Hi everyone! I am finding it hard to give my self an intuitive feel for why ReLU is so good as an activation function. The main complication I am facing is the following:
We learn in the lecture that linear activation functions are redundant as they don’t introduce non-linearities and it ends up with the network being just the same as one neuron.
The problem I am having is, ReLU is nothing but linear for all positive inputs? The only thing it does is 0 out negative inputs? So I expect its behaviour to be no better than a linear activation function.

Every time, ReLU gets a positive input it behaves exactly like a linear activation function. So how does it create complex decision boundaries instead of part-erased linear boundaries. I did look up all other Relu related questions but none of the answers helped me with what makes it so much better than a linear one when ReLU itself is linear for all positive inputs.

I think of ReLU as being an “if” statement in the computation the network performs. That’s non-linear-enough to get round the pointlessness of composing two linear functions.

In the first layer of a network, each neuron does a split by a hyperplane (line in week 3’s planar classification) in the input value space. Those hyperplanes can be very different, and there are many different overlapping zones in the second layer. That provides the start of the complexity we need.

Great question to be asking. Look at the Tensorflow Playground to play with some examples.

Thanks for the reply, In which course’s week 3 is this planar classification of input space talked about, I am in course 1 week 3 and didn’t come across it yet? I do like the if statement analogy, but I’m still unable to get a sense of why how ReLU forms this hyperplane boundary when it is literally just a linear function for positive inputs. Can you direct me to a mathematical proof or some easier explanation to why it doesn’t work as linear. If I were to randomize and provide all positive weights and positive inputs, would ReLU still do any good? I guess not, because it’s now simply a linear function?

Course 1, Week 3 assignment “Planar Data Classification with one hidden layer” is what I was referring to.

Relu is “piecewise linear”, but not linear. When ReLU is being used as activation the boundary is the point where the biassed linear combination is zero.
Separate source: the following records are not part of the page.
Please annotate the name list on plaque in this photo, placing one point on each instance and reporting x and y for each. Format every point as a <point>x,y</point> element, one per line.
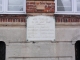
<point>40,28</point>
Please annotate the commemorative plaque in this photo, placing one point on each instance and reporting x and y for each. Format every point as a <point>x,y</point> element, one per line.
<point>40,28</point>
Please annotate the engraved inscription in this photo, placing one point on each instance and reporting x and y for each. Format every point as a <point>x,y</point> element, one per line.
<point>40,28</point>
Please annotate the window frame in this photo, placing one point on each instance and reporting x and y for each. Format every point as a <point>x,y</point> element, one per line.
<point>5,8</point>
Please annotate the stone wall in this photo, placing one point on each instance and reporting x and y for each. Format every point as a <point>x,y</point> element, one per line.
<point>17,48</point>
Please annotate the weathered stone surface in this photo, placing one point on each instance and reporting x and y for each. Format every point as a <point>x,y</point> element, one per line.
<point>41,59</point>
<point>33,58</point>
<point>65,58</point>
<point>67,33</point>
<point>64,49</point>
<point>47,49</point>
<point>12,34</point>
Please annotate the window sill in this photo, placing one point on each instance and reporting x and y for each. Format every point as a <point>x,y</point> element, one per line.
<point>67,13</point>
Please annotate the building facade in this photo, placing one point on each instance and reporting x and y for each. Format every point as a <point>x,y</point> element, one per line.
<point>13,26</point>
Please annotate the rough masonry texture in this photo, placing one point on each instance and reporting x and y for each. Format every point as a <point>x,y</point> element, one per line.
<point>13,33</point>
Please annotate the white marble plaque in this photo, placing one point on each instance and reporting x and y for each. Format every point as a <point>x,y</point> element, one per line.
<point>40,28</point>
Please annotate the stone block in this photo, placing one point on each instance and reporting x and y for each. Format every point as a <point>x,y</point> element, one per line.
<point>41,59</point>
<point>12,34</point>
<point>64,49</point>
<point>67,33</point>
<point>39,49</point>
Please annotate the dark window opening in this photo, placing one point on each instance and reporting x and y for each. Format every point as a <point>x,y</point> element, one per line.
<point>2,50</point>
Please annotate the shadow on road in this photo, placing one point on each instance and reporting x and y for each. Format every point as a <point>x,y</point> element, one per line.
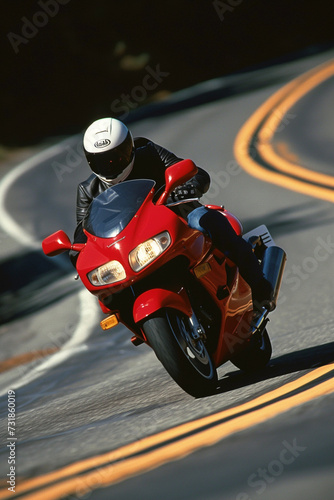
<point>30,281</point>
<point>293,362</point>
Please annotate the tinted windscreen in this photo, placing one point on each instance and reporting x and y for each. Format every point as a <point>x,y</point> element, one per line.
<point>113,209</point>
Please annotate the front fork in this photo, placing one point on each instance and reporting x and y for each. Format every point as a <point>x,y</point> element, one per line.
<point>197,331</point>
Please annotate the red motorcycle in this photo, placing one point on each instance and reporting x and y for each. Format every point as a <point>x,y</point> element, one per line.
<point>167,283</point>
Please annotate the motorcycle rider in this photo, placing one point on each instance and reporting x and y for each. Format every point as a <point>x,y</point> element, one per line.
<point>114,156</point>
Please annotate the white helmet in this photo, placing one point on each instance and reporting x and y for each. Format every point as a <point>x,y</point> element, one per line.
<point>109,149</point>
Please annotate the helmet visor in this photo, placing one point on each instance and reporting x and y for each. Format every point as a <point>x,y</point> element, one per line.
<point>110,164</point>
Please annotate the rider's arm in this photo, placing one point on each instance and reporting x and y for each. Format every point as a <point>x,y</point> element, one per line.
<point>201,180</point>
<point>83,202</point>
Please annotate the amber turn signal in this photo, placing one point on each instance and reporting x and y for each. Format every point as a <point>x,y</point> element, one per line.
<point>109,322</point>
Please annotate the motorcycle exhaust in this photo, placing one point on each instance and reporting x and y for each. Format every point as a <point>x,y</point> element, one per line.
<point>273,263</point>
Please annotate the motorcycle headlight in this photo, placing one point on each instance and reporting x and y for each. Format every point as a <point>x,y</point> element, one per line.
<point>109,273</point>
<point>147,252</point>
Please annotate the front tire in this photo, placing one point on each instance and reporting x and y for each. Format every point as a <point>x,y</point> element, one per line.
<point>186,360</point>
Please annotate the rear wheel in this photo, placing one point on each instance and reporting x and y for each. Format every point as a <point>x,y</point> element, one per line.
<point>186,359</point>
<point>256,354</point>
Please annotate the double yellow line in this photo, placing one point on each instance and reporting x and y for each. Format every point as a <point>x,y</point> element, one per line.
<point>258,132</point>
<point>148,453</point>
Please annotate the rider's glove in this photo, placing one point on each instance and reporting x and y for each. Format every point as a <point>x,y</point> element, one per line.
<point>186,191</point>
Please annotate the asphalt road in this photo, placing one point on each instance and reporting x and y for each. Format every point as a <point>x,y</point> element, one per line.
<point>86,392</point>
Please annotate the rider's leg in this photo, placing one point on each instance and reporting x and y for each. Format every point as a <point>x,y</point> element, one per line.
<point>235,248</point>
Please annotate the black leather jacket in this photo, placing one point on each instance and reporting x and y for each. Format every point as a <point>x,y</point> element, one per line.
<point>150,162</point>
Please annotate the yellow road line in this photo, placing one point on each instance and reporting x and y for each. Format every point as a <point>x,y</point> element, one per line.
<point>263,124</point>
<point>129,465</point>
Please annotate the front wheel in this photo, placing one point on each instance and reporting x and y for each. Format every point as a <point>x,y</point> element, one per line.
<point>185,359</point>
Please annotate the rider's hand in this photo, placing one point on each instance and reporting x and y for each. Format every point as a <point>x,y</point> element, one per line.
<point>186,191</point>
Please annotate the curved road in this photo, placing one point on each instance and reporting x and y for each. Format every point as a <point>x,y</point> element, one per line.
<point>85,394</point>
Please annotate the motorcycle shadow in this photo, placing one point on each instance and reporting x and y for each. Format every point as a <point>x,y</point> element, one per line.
<point>293,362</point>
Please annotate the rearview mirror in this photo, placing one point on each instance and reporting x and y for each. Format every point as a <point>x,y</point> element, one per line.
<point>56,244</point>
<point>175,175</point>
It would be an interesting experiment to start with your “all positive weights, inputs” and see how many epochs it would take before some weights turned negative.

Thanks, @GordonRobinson, I now think I have an intuition for how it does the trick. I was obssessing over how its piecewise linear but not how that boundary of different derivatives splits input planes. Very cool. I am still however interested in a mathematical proof for personal satisfaction. Similiar to how in logistic regression for eq. log(1-y/y)=w1x1+w2x2…+b and plugging in y=0.5 for decision boundary gives us the equation of a hyperplane. I couldn’t myself work it out for RelU.
I would highly appreciate if you or anyone else could either explain or direct me to a mathematical proof of the same, perhaps a paper?